Raw materials rebounded in the last two quarters, with the CRB surging 29 percent since June 30. That’s the best second- half performance since the index debuted in late 1956. In the first six months, the gauge lost 8.8 percent.
Seventeen of 19 commodities tracked by the CRB rose last year. Natural gas lost 21 percent and cocoa fell 7.7 percent.
December Rally
In December, the commodity gauge jumped 10 percent. That compares with a 7.3 percent advance for the MSCI All Country World Index and a 0.7 percent drop for bonds. The U.S. Dollar Index lost 2.1 percent. The Standard & Poor’s 500 Index added 6.7 percent with dividends reinvested, and returned 15 percent in 2010.
Returns for commodity investors may be lower than the spot CRB index suggests. The S&P GSCI Total Return Index, tracking the net amount received, rose 9 percent last year. When longer- dated contracts cost more than those for immediate delivery, a market structure known as contango, investors pay a premium to maintain their holdings as positions expire.
Stocks overcame the worst financial crisis since the 1930s as corporate profits exceeded estimates and central banks kept interest rates near record lows. Boeing Co., Home Depot Inc. and General Electric Co. beat earnings estimates for at least the past four quarters.
Unprecedented Action
Governments have taken unprecedented measures to spur growth and boost confidence, as concerns the debt crisis in Europe would derail the global recovery pushed the MSCI All World Index to a low of 262.64 on May 25. The index posted back- to-back monthly gains in September and October and capped the biggest December rally since 1999.
The MSCI All World Index of developed and emerging stocks reached 330.9 on Dec. 29, the highest since Sept. 2, 2008, before the collapse of Lehman Brothers Holdings Inc.
“It’s good to be crossing the finish line with honorable returns,” said Lawrence Creatura, a Rochester, New York-based fund manager at Federated Investors Inc., which oversees about $340 billion. “The double dip did not occur. The unemployment situation in the U.S., while not improving, did not deteriorate further. Globally, Europe was able to prevent a worst-case scenario.”
U.S. Treasuries, benchmarks for borrowing costs around the world, returned 5.5 percent last year as of Dec. 30, rebounding from a 3.7 percent loss in 2009, Bank of America figures show.
$600 Billion
Bonds rallied from January through August as the U.S. economy threatened to slide back into a recession.
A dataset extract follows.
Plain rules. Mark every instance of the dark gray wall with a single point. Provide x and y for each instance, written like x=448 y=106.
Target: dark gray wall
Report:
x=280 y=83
They trimmed gains in the last four months of the year, sliding as Fed Ben S. Bernanke implemented a plan in November to pump $600 billion into the market.
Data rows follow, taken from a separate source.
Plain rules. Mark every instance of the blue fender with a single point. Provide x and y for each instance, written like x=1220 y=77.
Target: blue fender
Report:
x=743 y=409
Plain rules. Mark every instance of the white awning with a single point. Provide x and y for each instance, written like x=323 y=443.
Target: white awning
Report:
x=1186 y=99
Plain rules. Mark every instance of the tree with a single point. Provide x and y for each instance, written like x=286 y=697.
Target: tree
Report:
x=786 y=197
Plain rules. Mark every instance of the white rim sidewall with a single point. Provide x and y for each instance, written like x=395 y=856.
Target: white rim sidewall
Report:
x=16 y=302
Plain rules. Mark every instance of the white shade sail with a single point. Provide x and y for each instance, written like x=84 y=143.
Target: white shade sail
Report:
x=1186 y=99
As of Dec. 30, Japanese bonds, the biggest debt market, returned 2.4 percent in 2010 as the central bank cut its benchmark interest rate to “virtually zero.” The rally was more than double the 0.9 percent gain in 2009, based on the Bank of America data.
Greece and Ireland, which sought financial bailouts this year, had the worst-performing bonds among the 26 sovereign markets compiled by the European Federation of Financial Analysts Societies and Bloomberg.
Corporate bonds worldwide returned 7.12 percent last year as of Dec. 30, compared with 16.3 percent in 2009, according to Bank of America Merrill Lynch’s Global Broad Market Corporate Index. The debt has lost 0.82 percent in December, following a 1 percent drop in November. The securities are poised for the biggest quarterly decline since the three months ended September 2008.
Extra Yield
The extra yield investors demand to own corporate bonds instead of government debt has declined to 169 basis points, or 1.69 percentage points, from 176 basis points on Dec. 31, 2009, the index data show. Spreads narrowed this month from 177 basis points on Nov. 30.
“Economies are up and some of the darkest fears of the pessimists did not come to fruition,” Creatura said. “The U.S. and global economies, while they’re not firing on all cylinders, are moving forward.”